HORLIVKA, Ukraine - For seven years Lidia Lenko has put up with stray bullets flying through her kitchen window and shrapnel bursts that left jagged pockmarks in the green metal fence outside her home.

Now she is living through what she fears is another upswing in the slow-burning war between pro-Russian separatists and government forces in eastern Ukraine.

Once, says the 66-year-old, she believed in the possibility of peace. "But now we listen, we see on TV that there are some talks going on, but there is no relief at all. We only feel the effect on us, when there’s shelling.

"When I go outside in the dark, I see night tracer bullets. If these were peaceful times, I would say they were firework sparklers. But in fact it is terrifying... It's getting worse and worse by the day now."
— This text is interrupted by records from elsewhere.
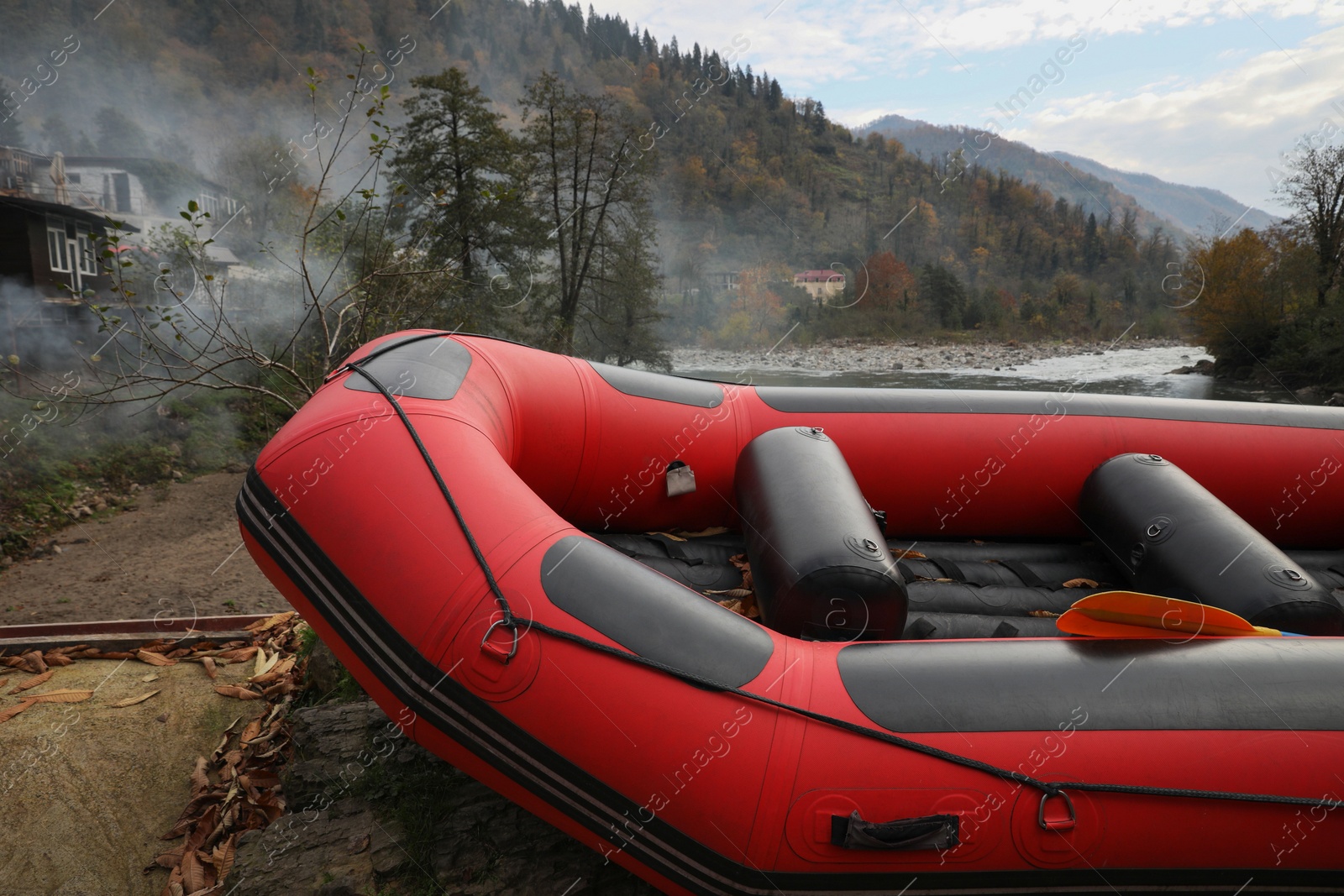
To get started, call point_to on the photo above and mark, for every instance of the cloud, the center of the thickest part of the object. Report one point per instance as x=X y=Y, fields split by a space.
x=813 y=42
x=1223 y=130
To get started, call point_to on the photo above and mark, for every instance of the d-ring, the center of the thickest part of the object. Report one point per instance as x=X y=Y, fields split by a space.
x=490 y=647
x=1063 y=824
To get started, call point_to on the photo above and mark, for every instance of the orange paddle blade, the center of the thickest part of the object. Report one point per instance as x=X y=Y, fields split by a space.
x=1124 y=614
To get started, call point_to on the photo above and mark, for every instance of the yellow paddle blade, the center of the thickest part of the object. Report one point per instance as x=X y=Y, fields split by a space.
x=1129 y=610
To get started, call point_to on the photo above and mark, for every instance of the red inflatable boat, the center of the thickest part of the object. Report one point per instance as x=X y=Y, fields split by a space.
x=510 y=551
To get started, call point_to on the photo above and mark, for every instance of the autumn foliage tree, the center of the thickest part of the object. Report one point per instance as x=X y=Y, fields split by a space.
x=885 y=284
x=1245 y=296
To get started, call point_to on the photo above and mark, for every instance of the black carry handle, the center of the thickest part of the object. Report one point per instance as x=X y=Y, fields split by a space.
x=929 y=832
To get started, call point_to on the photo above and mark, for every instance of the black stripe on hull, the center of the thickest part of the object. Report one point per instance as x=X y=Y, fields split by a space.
x=474 y=725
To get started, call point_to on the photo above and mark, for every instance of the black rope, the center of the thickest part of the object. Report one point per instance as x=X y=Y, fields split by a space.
x=1047 y=788
x=443 y=486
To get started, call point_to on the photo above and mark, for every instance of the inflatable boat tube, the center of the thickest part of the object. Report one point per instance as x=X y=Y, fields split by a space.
x=427 y=511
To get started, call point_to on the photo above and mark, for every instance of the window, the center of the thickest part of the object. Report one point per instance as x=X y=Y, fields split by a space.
x=57 y=244
x=87 y=258
x=121 y=187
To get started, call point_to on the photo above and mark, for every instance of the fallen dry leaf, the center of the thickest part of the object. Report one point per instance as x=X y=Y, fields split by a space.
x=132 y=701
x=223 y=856
x=65 y=694
x=239 y=654
x=13 y=711
x=270 y=622
x=730 y=593
x=34 y=681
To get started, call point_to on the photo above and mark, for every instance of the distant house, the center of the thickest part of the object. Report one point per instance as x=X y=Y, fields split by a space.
x=820 y=284
x=722 y=281
x=145 y=192
x=47 y=249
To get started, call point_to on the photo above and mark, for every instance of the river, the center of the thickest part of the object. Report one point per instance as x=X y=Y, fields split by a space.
x=1124 y=371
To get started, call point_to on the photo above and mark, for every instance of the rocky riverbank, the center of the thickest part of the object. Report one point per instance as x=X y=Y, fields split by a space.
x=914 y=355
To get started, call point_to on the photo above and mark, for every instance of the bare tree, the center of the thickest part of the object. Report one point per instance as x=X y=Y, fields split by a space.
x=1315 y=188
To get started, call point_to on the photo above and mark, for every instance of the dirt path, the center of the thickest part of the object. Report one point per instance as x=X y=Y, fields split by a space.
x=168 y=558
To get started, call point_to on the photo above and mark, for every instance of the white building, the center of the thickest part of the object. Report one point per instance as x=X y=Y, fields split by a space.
x=820 y=284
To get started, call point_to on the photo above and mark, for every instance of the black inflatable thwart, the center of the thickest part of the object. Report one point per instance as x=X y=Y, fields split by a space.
x=1171 y=537
x=929 y=832
x=820 y=566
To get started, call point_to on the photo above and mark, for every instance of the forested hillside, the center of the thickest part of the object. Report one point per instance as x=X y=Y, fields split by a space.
x=746 y=176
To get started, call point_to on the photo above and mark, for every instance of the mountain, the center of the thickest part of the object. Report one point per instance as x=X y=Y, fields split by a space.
x=1194 y=208
x=748 y=176
x=1186 y=210
x=1079 y=187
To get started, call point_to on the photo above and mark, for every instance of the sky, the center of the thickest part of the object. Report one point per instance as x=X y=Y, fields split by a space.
x=1194 y=92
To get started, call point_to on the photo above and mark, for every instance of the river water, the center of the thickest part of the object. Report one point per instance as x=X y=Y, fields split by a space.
x=1126 y=371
On the edge of Horlivka, a town controlled by the separatists since 2014, Lenko and her neighbours are trapped between the two warring sides in a conflict that the Ukrainian government says has killed more than 14,000 people.

Russia has accused Ukraine of preparing to try to recapture the breakaway eastern regions by force - something Ukrainian President Volodymyr Zelenskiy again denied on Friday.

Ukraine fears Russia might use that as a pretext to launch a full-scale war. Moscow says this is false and alarmist.

'CONSTANT FEAR'

Tatiana Toloshina, 60, lives in a battered shack with gaping holes in the roof. She keeps ducks, rabbits, pigs and hens, and has built an extensive larder fit to withstand a siege, with jars of pickles and crates full of apples, carrots and cabbage.

"When the shelling starts, I try to hide in the basement. Maybe it won't save me that much. But at least it is somehow comforting," she said.

"We hear the shelling. We live in constant fear. Because it's impossible, you never know where it's going and where it will land."

Aleksander Studenikin and his wife live in the basement of a ruined school, with a candle burning on the table and an old TV set in the corner. Their own house was destroyed by shelling in July 2014.

Like the other residents, he says he hopes for peace but doubts it will come: "It's to their (the sides') benefit to keep the fighting going."